MONEY and BANKING STORIES LOW GRAPHICS

 

STORIES ABOUT GOLD AND SILVER MONEY
Free Silver   Wizard of Oz

 

Luke Beata:  Free Silver

In U.S. History, the phrase 'free silver' refers to the political movement which championed the unlimited coinage of silver. It became an important issue following the Panic of 1873 and continued to be until the close of the century. The economic strain felt in 1873-1878 brought about the support of cheap money as advocated by the popular Greenback party. On account of both American and European demonetization of silver and increases in mining production, the market price of silver fell rapidly following 1873. As inflationists failed to achieve paper money expansion, they turned to silver. They hoped that the free coinage of silver would aid their cause as well as both the Greenbacks and silver mining interests. Such demands contributed to the Bland-Allison Act which provided for limited coinage of silver at a ratio of 16 to 1 with gold. Such a compromise, however, was unable to halt the decline of silver prices or to increase the circulation of money. During this time, the decisions over money were being divided along regional lines. Sound currency and the gold standard were favored by the financial powers in the East. While the indebted agrarian population of the South and West desired inflation to lessen their debt burdens. By 1890, the strength of silver interests had reached a high and another compromise act was passed, the Sherman Silver Purchase Act. The Act called for increased government purchases of silver.
 

 

 

 

 

Further, in 1896, free silver was espoused as a major issue of presidential candidate William Jennings Bryan. However, Bryan's defeat was met with an increased supply of gold and a returning prosperity for Americans. The power of free silver advocates was again lessened. Nevertheless, silver interests maintained some political presence in the 1900's. For example, under F.D.R's presidency, the government made massive purchases of silver. But by the 1960s, the U.S. Treasury terminated the use of silver in coins and went on to sell its surplus stock of silver in 1970.

References

Dewey, D.R. Financial History of the U.S.(12th Edition,1968)

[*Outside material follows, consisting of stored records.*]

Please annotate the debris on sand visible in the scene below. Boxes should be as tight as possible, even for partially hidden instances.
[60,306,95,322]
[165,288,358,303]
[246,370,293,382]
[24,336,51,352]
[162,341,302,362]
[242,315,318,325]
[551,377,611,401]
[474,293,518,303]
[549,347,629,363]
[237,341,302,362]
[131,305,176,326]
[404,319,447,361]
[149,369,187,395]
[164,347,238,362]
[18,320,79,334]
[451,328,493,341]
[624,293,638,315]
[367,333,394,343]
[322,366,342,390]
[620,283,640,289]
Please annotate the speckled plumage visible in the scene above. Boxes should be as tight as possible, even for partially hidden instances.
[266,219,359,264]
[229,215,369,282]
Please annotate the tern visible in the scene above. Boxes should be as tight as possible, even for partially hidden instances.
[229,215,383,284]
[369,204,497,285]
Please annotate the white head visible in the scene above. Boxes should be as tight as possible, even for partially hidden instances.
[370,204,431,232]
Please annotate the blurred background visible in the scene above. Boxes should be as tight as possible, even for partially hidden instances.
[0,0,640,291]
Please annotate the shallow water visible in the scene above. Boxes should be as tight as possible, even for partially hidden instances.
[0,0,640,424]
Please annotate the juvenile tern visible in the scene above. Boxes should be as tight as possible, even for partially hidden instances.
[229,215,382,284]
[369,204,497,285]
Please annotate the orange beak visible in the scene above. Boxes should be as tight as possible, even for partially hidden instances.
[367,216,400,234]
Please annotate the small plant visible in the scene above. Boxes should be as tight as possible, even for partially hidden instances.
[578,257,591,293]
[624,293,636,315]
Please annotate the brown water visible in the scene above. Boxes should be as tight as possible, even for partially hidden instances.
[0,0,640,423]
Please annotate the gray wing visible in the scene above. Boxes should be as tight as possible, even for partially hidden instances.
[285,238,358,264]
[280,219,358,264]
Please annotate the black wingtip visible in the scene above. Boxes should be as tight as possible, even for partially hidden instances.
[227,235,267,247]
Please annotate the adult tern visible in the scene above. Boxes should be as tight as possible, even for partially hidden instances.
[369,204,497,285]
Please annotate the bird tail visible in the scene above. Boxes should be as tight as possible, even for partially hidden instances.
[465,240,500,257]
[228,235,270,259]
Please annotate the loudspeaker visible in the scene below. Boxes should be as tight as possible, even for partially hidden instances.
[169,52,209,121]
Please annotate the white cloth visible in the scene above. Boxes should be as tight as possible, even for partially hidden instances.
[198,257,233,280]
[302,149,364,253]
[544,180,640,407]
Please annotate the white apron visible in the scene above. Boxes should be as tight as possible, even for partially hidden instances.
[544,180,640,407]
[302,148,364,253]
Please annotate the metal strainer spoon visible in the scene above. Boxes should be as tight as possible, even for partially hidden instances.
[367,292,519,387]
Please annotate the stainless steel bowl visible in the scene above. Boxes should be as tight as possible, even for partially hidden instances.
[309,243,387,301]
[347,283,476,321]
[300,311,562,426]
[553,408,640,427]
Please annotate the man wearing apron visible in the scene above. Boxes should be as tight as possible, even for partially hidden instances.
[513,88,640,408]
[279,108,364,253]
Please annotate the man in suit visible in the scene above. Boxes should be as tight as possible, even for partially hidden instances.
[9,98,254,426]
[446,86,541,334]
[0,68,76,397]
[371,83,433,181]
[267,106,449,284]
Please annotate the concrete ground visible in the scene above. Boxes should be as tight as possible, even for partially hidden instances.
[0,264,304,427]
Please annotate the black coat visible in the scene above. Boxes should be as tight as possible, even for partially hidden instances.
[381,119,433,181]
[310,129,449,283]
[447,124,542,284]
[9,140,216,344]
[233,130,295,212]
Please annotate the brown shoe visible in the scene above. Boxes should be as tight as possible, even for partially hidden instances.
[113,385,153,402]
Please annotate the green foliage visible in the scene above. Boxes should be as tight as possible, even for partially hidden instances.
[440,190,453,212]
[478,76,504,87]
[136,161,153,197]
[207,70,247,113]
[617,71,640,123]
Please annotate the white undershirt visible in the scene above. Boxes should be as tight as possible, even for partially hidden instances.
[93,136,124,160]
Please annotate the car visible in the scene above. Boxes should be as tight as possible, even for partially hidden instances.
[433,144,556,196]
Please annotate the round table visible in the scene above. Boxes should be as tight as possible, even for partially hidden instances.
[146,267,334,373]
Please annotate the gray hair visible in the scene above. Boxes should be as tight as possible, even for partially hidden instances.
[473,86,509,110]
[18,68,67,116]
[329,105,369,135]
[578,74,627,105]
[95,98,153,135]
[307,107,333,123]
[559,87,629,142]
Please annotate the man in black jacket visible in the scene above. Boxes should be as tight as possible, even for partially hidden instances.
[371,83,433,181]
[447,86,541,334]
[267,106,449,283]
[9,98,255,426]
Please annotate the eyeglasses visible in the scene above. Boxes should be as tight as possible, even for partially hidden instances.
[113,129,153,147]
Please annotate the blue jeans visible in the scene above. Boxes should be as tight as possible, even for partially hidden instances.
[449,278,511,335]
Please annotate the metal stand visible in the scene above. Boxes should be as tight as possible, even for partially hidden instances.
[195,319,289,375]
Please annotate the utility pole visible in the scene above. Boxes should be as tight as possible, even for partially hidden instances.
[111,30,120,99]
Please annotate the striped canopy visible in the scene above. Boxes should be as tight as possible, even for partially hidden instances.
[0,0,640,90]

Hepburn, A.B., History of Coinage and Currency in the U.S. (1967) Personal Knowledge

 

Kristan  Donahue:
The silver debate of 1896
and The Wizard of Oz


Unexpected changes in the price level can facilitate a redistribution of wealth within a society. This occurrence will often result in a great deal of political unrest. If one is to consider the United States during the period 1880-1896, it can be characterized as a period of deflation. The price level during this time fell by 23%. This created a situation where creditors were happy and debtors were not. This presented a problem and solutions were proposed to reconcile the situation. One such solution was a call to replace the gold standard with a bimetallic standard. This way, gold and silver could be used in the minting of coins. The creation of a bimetallic standard would lead to an increase in the money supply. Furthermore, deflation would be put to a halt. In the heat of the dire economic situation, a presidential election was on its way. Needless to say, the debate over the use of silver became the focus of the 1896 presidential election. William McKinley, the Republican nominee, and William Jennings Bryan, the Democrat candidate, competed on contrasting platforms concerning the bimetallic standard. McKinley strongly supported sticking to the gold standard. William Jennings Bryan, on the other hand, believed it was unnecessary to remain stuck on gold. The candidate's opposing viewpoints were representative of their establishments. McKinley was a conservative from the east, which is where most bankers (creditors) were situated. William Jennings Bryan was representing the southern and western population, which, for the most part, was made up of farmers (debtors).
 

 

 

 

 

Oddly enough, the silver issue of 1896 has found its way into the ever-popular children's book, The Wizard of Oz. The book was written shortly after the election of 1896 by a journalist from the Midwest. As the story goes, Dorothy is a girl who finds herself far away from Kansas and lost in an unfamiliar place. In relation to the silver issue, Dorothy represents traditional American values. The three friends she meets during her journey: the scarecrow, tin man, and lion represent the farmer, the industrial worker, and William Jennings Bryan, respectively. The lion is representative of Bryan because the lion is said to have a roar that exceeds his might. The four characters journey along the yellow brick road which is representative of the gold standard. The four characters are in a pursuit to find the Wizard who will have the power to send Dorothy back home. At the end of the story they arrive at Oz, which is the equivalent to Washington. Here, everybody sees the world through green glasses or money, in relation to the silver issue. The Wizard of Oz makes an attempt to be all things to all people. But in the end, he is really just a fraud. The Wizard represents William McKinley. The story ends with Dorothy's problem being resolved when she discovers the power of her silver slippers (In the original, her slippers were silver, not red).

references

Mankiw, Gregory. Macroeconomics-Fourth Edition.Worth Publishers: New York, 2000.